Stated another way, the chip architects felt that having 1:1 parity between integer and floating point performance was not the best use of silicon budgets (area, power, cost). This judgement is necessarily some sort of analysis over a broad base of codes. Obviously pure integer codes would like to see the 1:1 parity, and in fact would probably like an integer GPU, with twice as much integer throughput and zero floating point throughput, to take the analogy to the extreme. Such a chip would not be viable as a graphics device.

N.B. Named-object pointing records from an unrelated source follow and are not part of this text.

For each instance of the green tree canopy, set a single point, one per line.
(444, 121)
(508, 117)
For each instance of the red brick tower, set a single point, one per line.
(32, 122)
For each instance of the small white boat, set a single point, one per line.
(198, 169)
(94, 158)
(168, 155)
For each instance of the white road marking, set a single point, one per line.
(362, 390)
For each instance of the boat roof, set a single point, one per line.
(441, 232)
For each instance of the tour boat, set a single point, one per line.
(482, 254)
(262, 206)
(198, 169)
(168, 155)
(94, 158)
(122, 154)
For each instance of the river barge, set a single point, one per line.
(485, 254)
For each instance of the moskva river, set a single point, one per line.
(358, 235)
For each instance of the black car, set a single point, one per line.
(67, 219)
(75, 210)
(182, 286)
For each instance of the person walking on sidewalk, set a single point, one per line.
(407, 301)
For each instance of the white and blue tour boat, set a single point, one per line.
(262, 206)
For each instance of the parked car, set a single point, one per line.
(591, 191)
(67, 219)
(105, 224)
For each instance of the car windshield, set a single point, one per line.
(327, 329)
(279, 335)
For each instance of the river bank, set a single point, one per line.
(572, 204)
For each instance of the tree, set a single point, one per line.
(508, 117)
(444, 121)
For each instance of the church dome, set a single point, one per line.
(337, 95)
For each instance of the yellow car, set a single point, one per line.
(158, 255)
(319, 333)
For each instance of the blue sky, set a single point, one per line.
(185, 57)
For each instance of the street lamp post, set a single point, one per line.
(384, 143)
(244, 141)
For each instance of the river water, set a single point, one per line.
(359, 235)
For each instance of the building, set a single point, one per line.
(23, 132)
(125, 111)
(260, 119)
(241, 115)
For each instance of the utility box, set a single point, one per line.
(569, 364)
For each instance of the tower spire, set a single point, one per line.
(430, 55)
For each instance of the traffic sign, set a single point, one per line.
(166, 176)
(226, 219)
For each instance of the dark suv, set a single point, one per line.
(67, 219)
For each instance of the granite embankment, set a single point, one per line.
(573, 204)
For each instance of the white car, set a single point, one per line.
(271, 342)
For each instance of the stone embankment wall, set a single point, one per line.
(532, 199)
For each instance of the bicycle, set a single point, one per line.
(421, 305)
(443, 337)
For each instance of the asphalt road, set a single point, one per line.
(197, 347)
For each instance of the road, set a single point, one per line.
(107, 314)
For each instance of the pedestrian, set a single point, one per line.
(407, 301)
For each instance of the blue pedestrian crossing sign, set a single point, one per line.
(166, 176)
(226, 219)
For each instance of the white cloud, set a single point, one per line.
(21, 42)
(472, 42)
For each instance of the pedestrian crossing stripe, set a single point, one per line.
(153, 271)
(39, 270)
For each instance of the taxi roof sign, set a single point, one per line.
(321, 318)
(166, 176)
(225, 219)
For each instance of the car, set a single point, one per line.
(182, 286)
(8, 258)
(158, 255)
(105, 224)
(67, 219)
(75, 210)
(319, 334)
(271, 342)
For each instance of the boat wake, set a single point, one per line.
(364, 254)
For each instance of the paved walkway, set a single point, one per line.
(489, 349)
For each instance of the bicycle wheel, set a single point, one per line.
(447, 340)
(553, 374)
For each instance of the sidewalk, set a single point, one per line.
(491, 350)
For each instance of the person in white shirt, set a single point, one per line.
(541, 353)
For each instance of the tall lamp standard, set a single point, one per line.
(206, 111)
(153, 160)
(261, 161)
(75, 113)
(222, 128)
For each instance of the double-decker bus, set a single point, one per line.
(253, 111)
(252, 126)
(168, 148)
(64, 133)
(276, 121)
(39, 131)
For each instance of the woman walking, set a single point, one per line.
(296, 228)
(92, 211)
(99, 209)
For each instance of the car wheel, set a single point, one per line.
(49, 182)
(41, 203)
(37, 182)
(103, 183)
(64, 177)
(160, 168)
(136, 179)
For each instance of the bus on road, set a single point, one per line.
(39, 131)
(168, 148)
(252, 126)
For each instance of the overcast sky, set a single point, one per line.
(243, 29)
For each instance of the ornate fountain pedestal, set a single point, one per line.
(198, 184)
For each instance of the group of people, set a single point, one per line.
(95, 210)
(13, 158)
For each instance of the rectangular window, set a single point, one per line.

Since it seems like perhaps the only case in question is integer multiply on cc 5.0, I went ahead and did a comparison for a single integer multiply on cc 3.5 and cc 5.0.

kernel:

__global__ void mult_test(const int a, const int b, int *c){

  *c = a*b;
}

cc3.5:

.
        /*0008*/                   MOV R1, c[0x0][0x44];        /* 0x64c03c00089c0006 */
        /*0010*/                   MOV R0, c[0x0][0x144];       /* 0x64c03c00289c0002 */
        /*0018*/                   MOV R2, c[0x0][0x148];       /* 0x64c03c00291c000a */
        /*0020*/                   MOV R3, c[0x0][0x14c];       /* 0x64c03c00299c000e */
        /*0028*/                   IMUL R0, R0, c[0x0][0x140];  /* 0x61c01800281c0002 */
        /*0030*/                   ST.E [R2], R0;               /* 0xe4800000001c0800 */
        /*0038*/                   EXIT;                        /* 0x18000000001c003c */

cc 5.0:

.
        /*0008*/                   MOV R1, c[0x0][0x20];                /* 0x4c98078000870001 */
        /*0010*/                   MOV R6, c[0x0][0x144];               /* 0x4c98078005170006 */
        /*0018*/                   MOV R3, c[0x0][0x140];               /* 0x4c98078005070003 */
                                                                        /* 0x001f8400fc2007e1 */
        /*0028*/                   XMAD R0, R6, R3, RZ;                 /* 0x5b007f8000370600 */
        /*0030*/                   XMAD.MRG R5, R6, R3.H1, RZ;          /* 0x5b007fa800370605 */
        /*0038*/                   MOV R2, c[0x0][0x148];               /* 0x4c98078005270002 */
                                                                        /* 0x001fc400fc4007e4 */
        /*0048*/                   MOV R3, c[0x0][0x14c];               /* 0x4c98078005370003 */
        /*0050*/                   XMAD.PSL.CBCC R0, R6.H1, R5.H1, R0;  /* 0x5b30001800570600 */
        /*0058*/                   STG.E [R2], R0;                      /* 0xeedc200000070200 */
                                                                        /* 0x001f8000ffe007ff */
        /*0068*/                   EXIT;                                /* 0xe30000000007000f */

So the single-instruction integer multiply (IMUL) on cc 3.5 gets expanded to about 4 instructions on cc5.0. Note that all 64-bit integer operations, on all architectures, get expanded to multiple-instruction-sequences.

Just test it on Titan X Maxwell GPU with compute capability 5.2, CUDA toolkit 7.5, the number of “multiple instructions” for integer multiplication is 5.